I have been thinking recently of a discussion on abortion and the term “pro-life” that I had with a friend and (at the time) fellow philosophy undergraduate. In a nutshell we both came to the agreement that, I as far-vegetarian (I don’t buy leather, eat gelatin, etc) and they a vegan, could potentially take a “pro-life” argument seriously if it was coming from a vegan or vegetarian.
While I can think of plenty of ways an argument could go about, the pro-life argument would probably be quite secular in nature, or at the very least not rooted in the typical context that those opposed to abortion operate in today. What this reveals however is that in the abortion debate that is seemingly unending (in the United States of America most obviously) is that those interested in animal rights end up losing no matter what.
Of course, it is safe to assume that the typical “pro-life” supporter and the typical “pro-choice” supporter both eat meat (this is a statistical fact) and do not think much of the topic of animal rights at least when discussing abortion but their positions both ultimately on the face of it support that animals do not have rights and the entire abortion debate is inherently quite anthropocentric. On the pro-choice side you will be hard pressed to find a supporter who at least would not call a fetus a potential human, and ultimately if a potential human can be terminated in an ethically defensible way then it stands to reason that animals do not mean much in the grand scheme of things. In other words, if a potential future member of your own species is not considered something inherently important and sacred so to speak, then members of other species probably do not have much importance.

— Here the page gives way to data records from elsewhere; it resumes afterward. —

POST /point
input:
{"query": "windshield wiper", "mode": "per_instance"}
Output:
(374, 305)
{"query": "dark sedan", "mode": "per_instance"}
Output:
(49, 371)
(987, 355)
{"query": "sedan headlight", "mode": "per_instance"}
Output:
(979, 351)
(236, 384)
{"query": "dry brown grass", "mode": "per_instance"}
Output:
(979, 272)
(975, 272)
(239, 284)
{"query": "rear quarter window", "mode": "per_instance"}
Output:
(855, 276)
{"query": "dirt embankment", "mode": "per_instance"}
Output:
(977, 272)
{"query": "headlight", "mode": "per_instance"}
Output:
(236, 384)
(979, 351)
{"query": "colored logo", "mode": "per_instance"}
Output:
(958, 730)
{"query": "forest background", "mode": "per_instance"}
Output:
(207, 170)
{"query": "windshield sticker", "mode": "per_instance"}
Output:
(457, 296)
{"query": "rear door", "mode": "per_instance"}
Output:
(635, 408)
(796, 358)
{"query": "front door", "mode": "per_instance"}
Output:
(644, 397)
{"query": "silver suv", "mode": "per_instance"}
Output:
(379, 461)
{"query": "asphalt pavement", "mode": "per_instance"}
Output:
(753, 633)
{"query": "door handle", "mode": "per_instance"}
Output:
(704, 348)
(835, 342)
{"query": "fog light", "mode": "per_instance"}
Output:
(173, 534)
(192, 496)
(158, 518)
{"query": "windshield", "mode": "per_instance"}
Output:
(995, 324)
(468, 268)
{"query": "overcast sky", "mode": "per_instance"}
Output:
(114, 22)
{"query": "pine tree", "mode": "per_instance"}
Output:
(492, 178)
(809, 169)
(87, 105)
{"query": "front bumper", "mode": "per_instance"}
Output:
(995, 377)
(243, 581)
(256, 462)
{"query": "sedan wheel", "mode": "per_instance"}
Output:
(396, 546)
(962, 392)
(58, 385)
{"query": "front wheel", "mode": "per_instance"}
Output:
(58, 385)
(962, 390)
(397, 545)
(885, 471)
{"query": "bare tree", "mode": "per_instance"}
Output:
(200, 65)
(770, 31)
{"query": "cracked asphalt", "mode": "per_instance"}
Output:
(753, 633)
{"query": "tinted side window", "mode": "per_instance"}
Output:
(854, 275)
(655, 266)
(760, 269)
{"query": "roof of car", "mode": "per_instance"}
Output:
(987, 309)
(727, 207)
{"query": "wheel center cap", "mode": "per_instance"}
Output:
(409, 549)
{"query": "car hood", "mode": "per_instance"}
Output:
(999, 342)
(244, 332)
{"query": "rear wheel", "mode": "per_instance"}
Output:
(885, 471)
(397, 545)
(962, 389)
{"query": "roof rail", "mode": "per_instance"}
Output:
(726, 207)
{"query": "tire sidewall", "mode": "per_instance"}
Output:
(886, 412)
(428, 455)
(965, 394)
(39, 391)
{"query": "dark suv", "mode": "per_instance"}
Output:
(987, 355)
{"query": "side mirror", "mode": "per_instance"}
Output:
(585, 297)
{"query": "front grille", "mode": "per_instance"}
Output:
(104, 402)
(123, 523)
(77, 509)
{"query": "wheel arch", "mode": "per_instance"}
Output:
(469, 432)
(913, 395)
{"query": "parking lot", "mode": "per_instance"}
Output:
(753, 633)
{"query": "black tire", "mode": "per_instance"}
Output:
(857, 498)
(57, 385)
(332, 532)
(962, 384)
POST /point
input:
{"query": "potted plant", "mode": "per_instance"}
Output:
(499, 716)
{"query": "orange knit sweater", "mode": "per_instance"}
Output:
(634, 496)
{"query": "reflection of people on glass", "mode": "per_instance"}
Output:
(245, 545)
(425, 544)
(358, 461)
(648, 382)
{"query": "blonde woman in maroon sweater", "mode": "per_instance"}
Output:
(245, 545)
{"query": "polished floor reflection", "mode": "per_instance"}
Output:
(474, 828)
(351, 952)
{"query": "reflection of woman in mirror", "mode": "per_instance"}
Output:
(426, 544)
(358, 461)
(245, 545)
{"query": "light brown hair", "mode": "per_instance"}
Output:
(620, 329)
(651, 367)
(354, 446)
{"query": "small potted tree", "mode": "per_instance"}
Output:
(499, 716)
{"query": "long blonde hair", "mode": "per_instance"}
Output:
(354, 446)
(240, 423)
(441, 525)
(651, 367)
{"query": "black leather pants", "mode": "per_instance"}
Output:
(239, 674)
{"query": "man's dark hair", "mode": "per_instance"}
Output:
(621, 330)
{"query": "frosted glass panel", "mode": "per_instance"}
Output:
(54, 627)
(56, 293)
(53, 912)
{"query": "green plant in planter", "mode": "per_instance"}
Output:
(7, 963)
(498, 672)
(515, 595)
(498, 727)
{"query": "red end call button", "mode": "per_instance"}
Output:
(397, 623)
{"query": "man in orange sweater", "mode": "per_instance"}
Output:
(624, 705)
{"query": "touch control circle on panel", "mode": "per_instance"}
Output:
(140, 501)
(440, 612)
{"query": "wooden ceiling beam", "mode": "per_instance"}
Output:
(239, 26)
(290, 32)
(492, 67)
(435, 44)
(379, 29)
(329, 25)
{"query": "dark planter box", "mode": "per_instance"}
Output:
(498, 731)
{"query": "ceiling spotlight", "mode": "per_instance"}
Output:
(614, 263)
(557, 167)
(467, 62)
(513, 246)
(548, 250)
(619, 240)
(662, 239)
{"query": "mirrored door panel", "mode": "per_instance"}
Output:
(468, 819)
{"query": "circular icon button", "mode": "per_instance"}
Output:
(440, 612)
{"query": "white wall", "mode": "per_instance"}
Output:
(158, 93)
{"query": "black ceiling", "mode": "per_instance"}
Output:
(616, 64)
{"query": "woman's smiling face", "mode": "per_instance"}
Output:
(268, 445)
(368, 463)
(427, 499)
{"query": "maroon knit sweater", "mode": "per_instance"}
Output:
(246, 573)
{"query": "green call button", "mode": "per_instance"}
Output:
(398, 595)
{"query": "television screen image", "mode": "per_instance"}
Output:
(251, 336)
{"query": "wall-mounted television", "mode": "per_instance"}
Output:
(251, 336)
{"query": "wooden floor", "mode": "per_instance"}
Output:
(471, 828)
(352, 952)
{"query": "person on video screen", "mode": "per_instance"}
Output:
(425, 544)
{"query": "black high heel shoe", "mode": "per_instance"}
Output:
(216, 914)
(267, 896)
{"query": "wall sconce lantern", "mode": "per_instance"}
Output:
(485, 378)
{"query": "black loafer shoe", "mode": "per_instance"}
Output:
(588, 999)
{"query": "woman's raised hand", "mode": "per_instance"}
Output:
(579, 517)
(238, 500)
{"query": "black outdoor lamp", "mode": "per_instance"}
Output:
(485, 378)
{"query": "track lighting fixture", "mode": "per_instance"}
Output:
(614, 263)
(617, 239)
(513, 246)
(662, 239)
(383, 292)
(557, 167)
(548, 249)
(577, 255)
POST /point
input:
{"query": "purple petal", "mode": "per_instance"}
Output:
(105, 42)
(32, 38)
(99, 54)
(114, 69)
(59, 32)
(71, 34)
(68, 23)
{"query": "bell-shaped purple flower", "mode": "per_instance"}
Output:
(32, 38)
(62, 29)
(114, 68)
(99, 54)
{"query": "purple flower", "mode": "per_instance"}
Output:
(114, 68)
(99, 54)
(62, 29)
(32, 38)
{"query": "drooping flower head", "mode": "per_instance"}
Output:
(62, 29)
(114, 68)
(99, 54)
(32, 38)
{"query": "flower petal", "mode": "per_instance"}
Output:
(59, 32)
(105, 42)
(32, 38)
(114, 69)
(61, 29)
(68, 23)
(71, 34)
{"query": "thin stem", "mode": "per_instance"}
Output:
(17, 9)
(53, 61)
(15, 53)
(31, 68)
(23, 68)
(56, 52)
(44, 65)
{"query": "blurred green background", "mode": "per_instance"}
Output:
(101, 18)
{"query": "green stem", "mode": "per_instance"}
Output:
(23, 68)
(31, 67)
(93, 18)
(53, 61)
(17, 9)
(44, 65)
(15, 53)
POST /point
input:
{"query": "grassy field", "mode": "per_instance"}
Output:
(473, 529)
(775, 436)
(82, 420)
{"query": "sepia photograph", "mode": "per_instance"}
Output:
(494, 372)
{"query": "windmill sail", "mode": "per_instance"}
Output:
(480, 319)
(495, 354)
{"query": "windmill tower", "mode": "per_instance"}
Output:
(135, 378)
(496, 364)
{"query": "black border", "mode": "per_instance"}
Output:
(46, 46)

Conversely, the pro-life side of the argument rests (most commonly) on a religiously founded form of anthropocentrism. Abortion is wrong in the eyes of the pro-life supporter because it is ending either a potential, or fully realized human life.
This seeming lose-lose situation for the animal rights supporter is somewhat remedied by dividing humans from animals, or by placing heavy importance on utilitarianism or the wishes of the mother. Of course an easy fix is by identifying abortion as a specific human problem, and any concerns of reproduction should be left to individual species to work out (be it through evolution, instinct, or what have you).
The issues for the animal rights supporter still remain. I will make the assumption (I could very well be wrong, but I would be surprised to find so) that most vegetarians and vegans are of the pro-choice camp when it comes to the abortion debate. Yet the heavy anthropocentrism still remains in that if humans are allowed to end potential human lives, the idea of ending other animal lives seems quite trivial. While the easy fix above gets around this for the animal rights supporter, it doesn’t solve the problem of how the abortion debate reinforces anthropocentrism quite heavily.
It would appear that aside from the easy fix, a form of utilitarianism could also rectify this, such as Peter Singer’s. Singer however remains a controversial figure on the topic of abortion, and even remains one within the realm of animal rights (the most damning and common critique of him would be his position as a “welfarist”). While I am personally drawn to Singer’s ethics, I do not think it be necessary on this topic. The animal rights supporter can easily rectify their beliefs with a pro-choice position if one views abortion as a human problem, and that generally concerns of reproduction should be left to individual species.
This however raises issues of activities that humans participate in, such as population control and encouraging breeding of endangered animals. An obvious answer to these issues is that of Singer’s utilitarianism or variations there of. Yet I would take my easy fix and apply it more generally, as in many cases population control and encouraged breeding are viewed as ways of fixing problems, problems caused by humans. So to take the easy step one step further, we should just leave animals to their own devices and stop interfering with them all together.
[Two examples that come to mind in terms of population control and encouraged breeding is that of white tailed dear and pandas respectively. White tail deer have had their populations culled due to them over-eating their sources of food and killings were done in order to avoid mass starvation, what is often not talked about however is that the reason the white tail deer population needs to be culled in the first place is because they lack natural predators, namely wolves which humans have effectively killed off. Giant pandas are endangered due to hunting and habitat loss, direct actions taken by humans. The general position I propose should not be taken as an abrupt abandoning of the help we lend to animals now, but rather a policy of non-interference in that similar problems that we experience now do not arise again in the future.]